After the "btrfs device delete missing", I connected the disk again.
But it appeared again in the "btrfs filesystem show" output.

Don't trust too much "btrfs filesystem show". I repeat it wrote "Total devices 13", but it shows 14 devices... "btrfs filesystem show" dump the disk contents not the internal (in ram) btrfs data structure. If a disk contains old data (== an old generation number) it is considered valid.


So now I'm searching for a way to add the device again... without
bringing the pool/volume offline/unmounting it, or at least trying to
let the device busy error go away and scrub the volume.

Now "btrfs device delete missing" could not zero out the superblock
signature, if I totally wipe the disk, would it change this situation?
The device busy error stays weird...

I checked the btrfs code. If a disk superblock contains a valid signature (remember the disk was not be zeroed) and the filesystem UUID (aka fsid) is equal to the one of a mounted filesystem, btrfs think that the disk is already mounted.

So my opinion is that zeroing the superblock should be sufficient to be able to re-add the device.

What I am not sure if the disk was deleted form the btrfs pool. My fear is that you may zeros a "valid" disk. However the fact that "btrfs filesystem shows" returns "Total devices 13" lets me suppose that /dev/sdg was really removed from the pool.

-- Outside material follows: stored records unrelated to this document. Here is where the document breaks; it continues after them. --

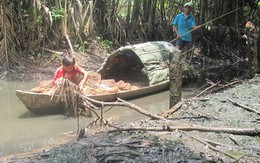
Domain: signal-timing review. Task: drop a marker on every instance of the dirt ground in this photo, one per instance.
(207, 128)
(217, 127)
(43, 68)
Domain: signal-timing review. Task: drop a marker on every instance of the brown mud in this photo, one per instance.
(153, 140)
(226, 115)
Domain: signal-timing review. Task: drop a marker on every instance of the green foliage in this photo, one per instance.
(106, 43)
(57, 14)
(81, 47)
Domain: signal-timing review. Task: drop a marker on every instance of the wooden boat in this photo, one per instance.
(147, 59)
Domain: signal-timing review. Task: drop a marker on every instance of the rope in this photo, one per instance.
(206, 23)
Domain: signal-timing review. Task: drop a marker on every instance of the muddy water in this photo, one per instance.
(22, 131)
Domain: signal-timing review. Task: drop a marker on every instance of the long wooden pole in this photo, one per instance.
(206, 23)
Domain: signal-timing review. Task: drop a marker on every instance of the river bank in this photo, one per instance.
(179, 138)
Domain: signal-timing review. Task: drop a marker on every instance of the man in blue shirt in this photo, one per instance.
(183, 23)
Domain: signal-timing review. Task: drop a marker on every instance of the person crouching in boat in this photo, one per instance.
(71, 71)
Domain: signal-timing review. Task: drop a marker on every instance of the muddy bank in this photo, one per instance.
(160, 141)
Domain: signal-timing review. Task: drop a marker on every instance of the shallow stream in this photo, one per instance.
(22, 131)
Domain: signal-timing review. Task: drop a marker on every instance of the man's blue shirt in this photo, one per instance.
(184, 24)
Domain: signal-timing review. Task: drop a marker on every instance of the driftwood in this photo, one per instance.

May be that when you did "btrfs device delete /dev/vdg", the command succeeded.



SANOS1:~ # btrfs filesystem sync /btrfs/
FSSync '/btrfs/'
SANOS1:~ # btrfs filesystem show
Label: 'firstpool'  uuid: 517e8cfa-4275-4589-8da4-6a46ad613daa
         Total devices 13 FS bytes used 242.82GB
         devid    3 size 931.51GB used 90.28GB path /dev/sdg
         devid   14 size 931.51GB used 91.33GB path /dev/sdr
         devid   13 size 931.51GB used 90.50GB path /dev/sdq
         devid   12 size 931.51GB used 90.50GB path /dev/sdp
         devid   11 size 931.51GB used 90.50GB path /dev/sdo
         devid   10 size 931.51GB used 90.50GB path /dev/sdn
         devid    9 size 931.51GB used 90.50GB path /dev/sdm
         devid    8 size 931.51GB used 90.50GB path /dev/sdl
         devid    7 size 931.51GB used 91.50GB path /dev/sdk
         devid    6 size 931.51GB used 91.49GB path /dev/sdj
         devid    5 size 931.51GB used 91.33GB path /dev/sdi
         devid    4 size 931.51GB used 91.50GB path /dev/sdh
         devid    2 size 931.51GB used 91.33GB path /dev/sdf
         devid    1 size 931.51GB used 90.52GB path /dev/sde

=>  check dmesg output
=>  indeed the transid is different for /dev/sdg, however it still
appears in the list above

The message above means that btrfs is checking the disk because it contains a valid signature (no check on generation is performed)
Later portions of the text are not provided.